Журнальный зал

Русский
толстый журнал как эстетический феномен

Опубликовано в журнале: Новый Мир 2008, 9

Подсудные джазу

Владимир Мощенко. Блюз для Агнешки. М., “Зебра Е”, 2007, 638 стр.

Эта представительная книга много повидавшего писателя, опосредованно автобиографическая, соответствует — в хорошем смысле — монтеневской максиме: “Тот предмет, который я изучаю больше всего иного, — это я сам. Это моя метафизика, это моя физика”. Поэтому необходимо сказать несколько слов о биографии автора.

Владимир Мощенко родился в 1932 году, в детстве пережил войну и эвакуацию. Учился на факультете журналистики Харьковского университета; сначала ушел в журналистику, а потом попал в армию. Благодаря службе в Грузии Мощенко познакомился с Кавказом, его объездил и влюбился в него, потом переводил стихи с
языков народов Кавказа, выпускал собственные поэтические книги. В 60-х была
командировка в Венгрию, в то время — “самый веселый барак соцлагеря”. Там удалось прикоснуться к тому, что в Советском Союзе существовало, мягко говоря, полулегально, — к джазу. Став впоследствии полковником, Мощенко еще до пенсии оставил службу.

В романе, давшем название книге, художественные и бытовые детали оживляют прошлое время, и атака на него напоминает то, как со всех сторон стягиваются стрелки к кружочку вражеских сил на штабных картах. Вот, например, правда тех дней: была такая Ассоциация бдительности женщин, которая вела борьбу с “патологической музыкой джазовых оркестров” из-за ее сексуального характера. Или же выражение того времени — не только заезженное, как пластинка, “лабать джаз”, но и “врежь лезгинку”, напоминающее незабвенное булгаковское “урежьте марш”. Или недоумение современников: как мог один недавно осужденный нарком “работать сразу на две или даже на три вражеские разведки”.

Между тем Мощенко делает в своей ностальгической импрессионистской прозе небольшую подвижку, чуть-чуть добавляет чего-то трудно вычленяемого и определимого, и происходит сдвиг уже тектонический, раскрываются, выходят на поверхность некие универсальные пласты, начинают жить среди быта повседневности.
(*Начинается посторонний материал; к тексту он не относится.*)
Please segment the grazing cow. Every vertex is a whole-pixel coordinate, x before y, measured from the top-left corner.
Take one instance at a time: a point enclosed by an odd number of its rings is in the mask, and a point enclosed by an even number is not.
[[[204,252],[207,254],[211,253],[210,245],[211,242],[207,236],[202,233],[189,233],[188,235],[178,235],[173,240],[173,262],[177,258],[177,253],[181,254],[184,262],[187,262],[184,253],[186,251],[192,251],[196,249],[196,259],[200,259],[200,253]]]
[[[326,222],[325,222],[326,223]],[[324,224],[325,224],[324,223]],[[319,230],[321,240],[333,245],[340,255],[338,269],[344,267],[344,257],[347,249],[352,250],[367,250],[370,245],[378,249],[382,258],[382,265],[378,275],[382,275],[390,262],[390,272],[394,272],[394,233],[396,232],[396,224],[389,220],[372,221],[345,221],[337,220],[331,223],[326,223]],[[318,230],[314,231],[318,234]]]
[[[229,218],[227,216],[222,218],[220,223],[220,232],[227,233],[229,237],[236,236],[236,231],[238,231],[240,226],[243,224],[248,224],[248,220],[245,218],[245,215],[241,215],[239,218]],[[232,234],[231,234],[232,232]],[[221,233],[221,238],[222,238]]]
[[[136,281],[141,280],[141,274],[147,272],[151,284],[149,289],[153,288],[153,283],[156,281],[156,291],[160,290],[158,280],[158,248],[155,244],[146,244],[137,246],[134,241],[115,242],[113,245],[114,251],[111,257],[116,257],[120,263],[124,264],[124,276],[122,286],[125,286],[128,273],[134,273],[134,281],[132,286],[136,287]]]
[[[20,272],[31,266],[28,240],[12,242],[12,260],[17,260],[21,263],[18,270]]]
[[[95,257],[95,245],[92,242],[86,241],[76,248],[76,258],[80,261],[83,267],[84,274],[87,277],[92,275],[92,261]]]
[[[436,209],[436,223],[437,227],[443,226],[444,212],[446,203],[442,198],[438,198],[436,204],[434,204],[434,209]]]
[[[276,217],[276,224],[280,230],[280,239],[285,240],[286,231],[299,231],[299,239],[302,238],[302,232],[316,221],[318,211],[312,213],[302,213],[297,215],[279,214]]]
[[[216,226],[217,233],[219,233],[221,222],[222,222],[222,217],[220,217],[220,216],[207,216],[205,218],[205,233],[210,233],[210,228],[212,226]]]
Так, если присмотреться, выясняется, что у Мити Чурсина, довольно легкомысленного молодого человека, этакого трикстера ХХ века, плывущего по воле волн, разве что под музыку джаза, складывается не просто жизнь, а настоящая судьба. У Мити пусто в кармане, ничего нет за душой, но все у него, как в сказке, решается само: после доноса его в лучшем случае должны лишить предстоящей
поездки в Венгрию — но всемогущий генерал, чьи стихи он так вовремя подправил, заступается за него; в незнакомом городе нет гостиницы — две незнакомки зовут его на постой; в первый день, то есть ночь, в Будапеште он набредает на клуб, где играют его любимый джаз, а официант, тоже любитель джаза, кормит его бесплатно… Да и сам Митя оказывается прямым героем — правда, несколько юродивым. Так, застав жену изменяющей с одним малопривлекательным персонажем, он не устраивает сцен, а тактично удаляется, усмехаясь и цитируя своих любимых древних греков. А через несколько страниц появляется настоящий “городской юродивый” Кика с дерзкими, но неопровержимыми выкриками (“Людей убивают чаще, чем даже собак!”). Друг Мити, один из героев книги, рисует этого городского сумасшедшего — на земном шаре, вертящемся под ногами, неустойчивом. И этот бег по земному шару — чтобы устоять, не потерять опору, что так легко в те трудные времена, — становится обобщающей метафорой не только этого романа. Так, если в “Блюзе для Агнешки” герой из Грузии попадает в Москву, потом опять в Грузию, потом в Венгрию, откуда его в итоге высылают, то герой повести “Кудеярский эпилог” — самой, пожалуй, пронзительной вещи книги — Илюша Невьянцев живет словно потерянный брат Мити. “Бездомный ты <…>. Не рассказывай мне сказки”, — увещевает его в начале подруга. И повесть эта, в которой много про Афганистан, точнее — про войну в нем (не меньше, чем в недавно переизданном “Дворце” А. Проханова), и в которой всплывает образ “странствующего дервиша”, все оказывается одним большим странствием — в Афганистан, потом на Крайний Север, оттуда в подземные кельи молчальников, а потом и вовсе за пределы земной жизни, вверх, к воздушному куполу…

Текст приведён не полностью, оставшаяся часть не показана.